Le coût est estimé à 135 000 euros ! Auquel s’ajouterait un budget d’entretien important. Nous pourrions désaffecter l’édifice mais le risque est qu’il se dégrade encore. Reste le démantèlement. Le château d’eau n’a rien de notable sur le plan technique ou esthétique, et des pompes de surpression le remplaceront sur le réseau pour assurer la continuité d’alimentation des populations desservies par ce réservoir. Toutefois, préalablement à sa destruction, nous faisons savoir qu’il est à vendre. Il n’intéresse personne. Nous lançons, fin 2018, un appel d’offres pour trouver la société qui le détruira. Deux entreprises postulent. La mieux disante (40 000 euros) est retenue en février 2019. »
" Le béton est perforé, puis scié comme un arbre. Le bâtiment s’affaisse sur lui-même, et s’affale. "

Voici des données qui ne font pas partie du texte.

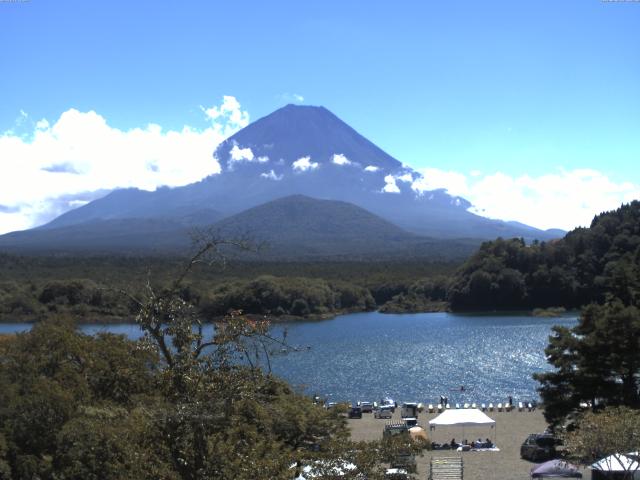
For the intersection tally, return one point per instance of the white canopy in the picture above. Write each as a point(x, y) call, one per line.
point(467, 417)
point(616, 463)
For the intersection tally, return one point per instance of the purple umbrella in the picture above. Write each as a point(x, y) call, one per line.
point(555, 468)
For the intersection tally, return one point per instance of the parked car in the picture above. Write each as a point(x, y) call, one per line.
point(355, 412)
point(383, 412)
point(405, 461)
point(409, 410)
point(396, 474)
point(391, 429)
point(367, 407)
point(388, 402)
point(539, 447)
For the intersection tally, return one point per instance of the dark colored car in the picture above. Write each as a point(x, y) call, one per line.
point(539, 447)
point(355, 412)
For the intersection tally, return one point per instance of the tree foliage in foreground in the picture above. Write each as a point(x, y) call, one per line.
point(596, 362)
point(175, 405)
point(613, 432)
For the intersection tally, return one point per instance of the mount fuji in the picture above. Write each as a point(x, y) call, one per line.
point(295, 152)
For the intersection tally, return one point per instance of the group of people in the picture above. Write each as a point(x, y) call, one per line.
point(474, 444)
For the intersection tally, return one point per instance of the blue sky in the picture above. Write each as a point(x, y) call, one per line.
point(465, 88)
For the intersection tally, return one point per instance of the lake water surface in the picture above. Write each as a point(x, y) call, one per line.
point(411, 357)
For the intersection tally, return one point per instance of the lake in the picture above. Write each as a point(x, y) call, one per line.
point(410, 357)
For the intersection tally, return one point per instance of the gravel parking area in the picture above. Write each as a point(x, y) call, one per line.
point(511, 429)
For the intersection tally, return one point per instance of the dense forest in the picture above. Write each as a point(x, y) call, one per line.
point(174, 405)
point(102, 288)
point(587, 265)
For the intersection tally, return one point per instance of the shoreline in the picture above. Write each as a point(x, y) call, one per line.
point(284, 319)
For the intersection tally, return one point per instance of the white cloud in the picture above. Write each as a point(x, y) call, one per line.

Report. « Le château d’eau est bordé par un champ et une route. Il n’y a pas de bâtiment autour, ce qui ouvre la voie à l’abattage et non à un “ grignotage ” par le haut. Courant 2019, nous obtenons du propriétaire du champ que l’édifice tombe chez lui. La terre arable est mise de côté pour ne pas être mélangée aux gravats. Par ailleurs, l’édifice est mis hors service : ses 200 m3 d’eau ne sont pas renouvelés, les pompes prennent son relais. En 2020, le confinement décale trois fois la date de destruction. La quatrième est la bonne, nous sommes le 8 décembre. La route est coupée, le périmètre est sécurisé. Sur place, il y a des habitants, des élus et des journalistes. Le château, qui desservait 160 abonnés sur plusieurs villages et hameaux, va être mis à terre. »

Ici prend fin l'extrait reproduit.